The Riot Club

A bunch of Oxford University toffs (including Max Irons, Sam Claflin and Douglas Booth) indulge their every whim as members of an elite club

A bunch of Oxford University toffs (including Max Irons, Sam Claflin and Douglas Booth) indulge their every whim as members of an elite club.

Adapting her hit 2010 play, Posh, for the screen, Laura Wade takes a hit-and-miss satirical swipe at the excesses of the Riot Club (inspired by the real-life Bullingdon Club).

The fact that we are both repelled and seduced by the members’ floppy-haired antics works in the story’s favour, creating dramatic tension that would be missing were this simply class-envy agitprop.

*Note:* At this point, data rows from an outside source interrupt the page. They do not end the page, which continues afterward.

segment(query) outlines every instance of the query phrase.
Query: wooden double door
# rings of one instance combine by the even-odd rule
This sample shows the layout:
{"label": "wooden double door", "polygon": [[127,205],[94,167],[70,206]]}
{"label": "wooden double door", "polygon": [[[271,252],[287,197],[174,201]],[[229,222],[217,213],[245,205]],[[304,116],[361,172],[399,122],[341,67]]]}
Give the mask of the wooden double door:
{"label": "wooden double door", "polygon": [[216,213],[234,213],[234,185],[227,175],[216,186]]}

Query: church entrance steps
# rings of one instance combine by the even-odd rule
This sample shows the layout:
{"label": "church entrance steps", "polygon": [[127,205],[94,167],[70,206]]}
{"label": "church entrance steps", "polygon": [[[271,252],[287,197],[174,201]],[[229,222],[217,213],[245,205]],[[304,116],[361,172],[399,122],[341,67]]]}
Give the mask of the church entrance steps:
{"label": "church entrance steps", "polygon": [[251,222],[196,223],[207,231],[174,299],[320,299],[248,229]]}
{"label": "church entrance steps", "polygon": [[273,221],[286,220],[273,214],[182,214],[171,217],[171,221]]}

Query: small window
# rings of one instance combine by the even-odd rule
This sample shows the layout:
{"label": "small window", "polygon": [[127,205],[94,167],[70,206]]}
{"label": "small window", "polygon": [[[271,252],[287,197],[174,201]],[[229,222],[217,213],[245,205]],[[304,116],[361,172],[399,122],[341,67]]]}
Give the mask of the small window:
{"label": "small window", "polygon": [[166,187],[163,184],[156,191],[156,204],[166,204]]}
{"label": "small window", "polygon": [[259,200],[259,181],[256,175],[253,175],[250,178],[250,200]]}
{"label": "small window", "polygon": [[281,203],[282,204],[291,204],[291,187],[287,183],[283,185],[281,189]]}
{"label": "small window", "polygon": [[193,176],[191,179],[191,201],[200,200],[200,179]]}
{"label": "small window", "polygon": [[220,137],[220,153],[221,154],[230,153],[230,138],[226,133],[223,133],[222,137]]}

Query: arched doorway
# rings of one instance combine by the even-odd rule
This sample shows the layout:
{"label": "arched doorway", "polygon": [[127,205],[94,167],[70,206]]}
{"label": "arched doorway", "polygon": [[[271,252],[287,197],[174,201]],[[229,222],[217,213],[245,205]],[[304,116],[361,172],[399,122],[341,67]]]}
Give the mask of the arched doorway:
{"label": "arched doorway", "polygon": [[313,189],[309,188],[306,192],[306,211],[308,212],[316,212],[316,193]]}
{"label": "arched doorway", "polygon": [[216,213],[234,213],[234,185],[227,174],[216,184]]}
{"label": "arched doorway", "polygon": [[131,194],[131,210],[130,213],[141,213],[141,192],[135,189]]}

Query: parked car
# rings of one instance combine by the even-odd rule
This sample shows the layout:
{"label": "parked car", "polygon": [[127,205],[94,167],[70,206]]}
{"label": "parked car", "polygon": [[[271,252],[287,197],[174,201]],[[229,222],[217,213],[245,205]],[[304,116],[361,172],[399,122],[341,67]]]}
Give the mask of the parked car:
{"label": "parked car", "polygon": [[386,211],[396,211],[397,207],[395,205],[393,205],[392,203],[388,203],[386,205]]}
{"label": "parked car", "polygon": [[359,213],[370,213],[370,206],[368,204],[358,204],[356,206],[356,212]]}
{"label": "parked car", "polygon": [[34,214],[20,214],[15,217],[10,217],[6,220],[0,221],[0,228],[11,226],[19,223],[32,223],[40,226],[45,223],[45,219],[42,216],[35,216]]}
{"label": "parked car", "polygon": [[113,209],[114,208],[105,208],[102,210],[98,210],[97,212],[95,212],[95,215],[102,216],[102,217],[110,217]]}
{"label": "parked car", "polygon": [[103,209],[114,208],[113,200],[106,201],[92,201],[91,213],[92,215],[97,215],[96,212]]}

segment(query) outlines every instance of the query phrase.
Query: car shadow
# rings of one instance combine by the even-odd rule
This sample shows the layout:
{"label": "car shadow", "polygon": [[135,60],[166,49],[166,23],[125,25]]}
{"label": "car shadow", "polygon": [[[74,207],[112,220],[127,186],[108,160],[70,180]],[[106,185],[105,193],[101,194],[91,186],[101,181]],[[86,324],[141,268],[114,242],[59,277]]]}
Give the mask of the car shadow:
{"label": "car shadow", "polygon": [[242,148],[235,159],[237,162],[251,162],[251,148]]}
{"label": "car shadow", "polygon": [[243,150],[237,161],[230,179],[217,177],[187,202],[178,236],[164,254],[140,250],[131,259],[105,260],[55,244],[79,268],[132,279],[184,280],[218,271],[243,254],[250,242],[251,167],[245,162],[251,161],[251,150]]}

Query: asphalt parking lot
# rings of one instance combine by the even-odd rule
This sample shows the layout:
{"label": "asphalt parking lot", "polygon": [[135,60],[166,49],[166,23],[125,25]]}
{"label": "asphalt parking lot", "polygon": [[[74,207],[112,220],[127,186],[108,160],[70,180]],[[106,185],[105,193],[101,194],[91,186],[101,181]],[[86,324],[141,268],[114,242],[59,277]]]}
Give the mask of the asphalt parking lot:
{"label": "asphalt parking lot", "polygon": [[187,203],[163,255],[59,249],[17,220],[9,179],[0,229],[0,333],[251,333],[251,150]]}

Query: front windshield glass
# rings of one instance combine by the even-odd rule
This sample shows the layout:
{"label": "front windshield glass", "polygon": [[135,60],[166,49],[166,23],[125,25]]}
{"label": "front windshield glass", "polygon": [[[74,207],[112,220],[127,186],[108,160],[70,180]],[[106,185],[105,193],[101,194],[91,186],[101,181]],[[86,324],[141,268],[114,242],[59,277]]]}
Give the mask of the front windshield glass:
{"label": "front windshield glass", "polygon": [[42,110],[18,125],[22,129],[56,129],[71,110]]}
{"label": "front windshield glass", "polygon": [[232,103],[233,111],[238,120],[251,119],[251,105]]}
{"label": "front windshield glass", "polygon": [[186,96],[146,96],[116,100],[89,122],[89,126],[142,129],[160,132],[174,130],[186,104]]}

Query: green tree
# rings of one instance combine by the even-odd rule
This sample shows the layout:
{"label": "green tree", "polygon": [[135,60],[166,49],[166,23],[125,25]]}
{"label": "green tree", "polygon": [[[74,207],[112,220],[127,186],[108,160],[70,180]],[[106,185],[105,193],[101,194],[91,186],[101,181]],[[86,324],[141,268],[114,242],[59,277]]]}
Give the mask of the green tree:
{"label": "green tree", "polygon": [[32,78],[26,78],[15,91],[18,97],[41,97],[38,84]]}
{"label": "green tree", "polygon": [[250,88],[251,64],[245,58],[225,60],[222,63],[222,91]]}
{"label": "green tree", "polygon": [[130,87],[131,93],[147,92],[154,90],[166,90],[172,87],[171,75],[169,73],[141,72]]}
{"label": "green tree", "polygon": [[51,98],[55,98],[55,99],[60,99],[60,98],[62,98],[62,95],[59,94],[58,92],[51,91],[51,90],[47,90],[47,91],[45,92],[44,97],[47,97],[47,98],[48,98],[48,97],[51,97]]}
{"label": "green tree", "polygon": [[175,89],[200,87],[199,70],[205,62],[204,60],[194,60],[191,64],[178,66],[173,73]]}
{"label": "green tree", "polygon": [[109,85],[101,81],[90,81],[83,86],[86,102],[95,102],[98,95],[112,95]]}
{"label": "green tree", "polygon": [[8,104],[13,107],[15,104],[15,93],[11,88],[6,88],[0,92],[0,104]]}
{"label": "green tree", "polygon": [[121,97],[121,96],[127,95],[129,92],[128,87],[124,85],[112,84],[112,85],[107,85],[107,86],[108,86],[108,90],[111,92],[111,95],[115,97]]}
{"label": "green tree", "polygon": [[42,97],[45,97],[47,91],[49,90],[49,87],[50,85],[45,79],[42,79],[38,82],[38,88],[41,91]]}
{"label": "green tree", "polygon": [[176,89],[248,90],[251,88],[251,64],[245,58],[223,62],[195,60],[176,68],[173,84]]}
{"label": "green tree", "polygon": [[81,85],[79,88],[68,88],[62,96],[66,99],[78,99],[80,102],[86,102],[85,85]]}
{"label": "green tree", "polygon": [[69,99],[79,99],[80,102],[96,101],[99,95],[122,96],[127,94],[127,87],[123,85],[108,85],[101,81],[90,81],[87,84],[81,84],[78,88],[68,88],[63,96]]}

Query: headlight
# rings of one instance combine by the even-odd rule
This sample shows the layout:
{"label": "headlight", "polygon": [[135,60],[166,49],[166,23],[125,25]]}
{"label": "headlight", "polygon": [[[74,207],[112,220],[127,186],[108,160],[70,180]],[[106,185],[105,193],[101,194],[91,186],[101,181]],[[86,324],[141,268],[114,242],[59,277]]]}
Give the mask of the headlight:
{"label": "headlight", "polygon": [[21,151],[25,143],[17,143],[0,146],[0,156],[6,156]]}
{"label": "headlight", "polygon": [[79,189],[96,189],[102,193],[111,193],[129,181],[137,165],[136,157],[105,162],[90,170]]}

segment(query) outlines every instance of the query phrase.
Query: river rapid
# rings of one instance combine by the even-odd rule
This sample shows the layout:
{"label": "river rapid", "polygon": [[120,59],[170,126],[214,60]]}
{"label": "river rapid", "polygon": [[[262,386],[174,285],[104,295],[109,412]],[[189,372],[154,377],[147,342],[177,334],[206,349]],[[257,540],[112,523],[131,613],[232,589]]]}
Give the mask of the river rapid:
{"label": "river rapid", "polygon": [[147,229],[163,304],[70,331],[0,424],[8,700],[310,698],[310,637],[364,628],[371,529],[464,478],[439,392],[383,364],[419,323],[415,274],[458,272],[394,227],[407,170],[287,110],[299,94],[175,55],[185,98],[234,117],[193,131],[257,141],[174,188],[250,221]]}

Wade and director Lone Scherfig have opened up the play, allowing for scenes of rich types swanking around Oxford’s dreaming spires in an Aston Martin convertible and providing a love interest for the film’s moderately sympathetic protagonist (Irons) in the form of Holliday Grainger’s working-class, comprehensive-educated student.

Irons’ pangs of conscience make a sharp contrast to the sneering hatred of his fellow club novice, Claflin’s venomous sociopath.

The pair’s rivalry comes to a head when the club hires a private dining room in a country gastro pub for its latest bash, planning to get drunk and smash up the place. But, as they flaunt their wealth and become increasingly out of hand, things turn very nasty…

The true horror, though, isn’t the violence committed by these arrogant young bucks, but the fact that their privileged backgrounds and connections insulate them from the consequences of their actions and ensure they remain on the fast track to power.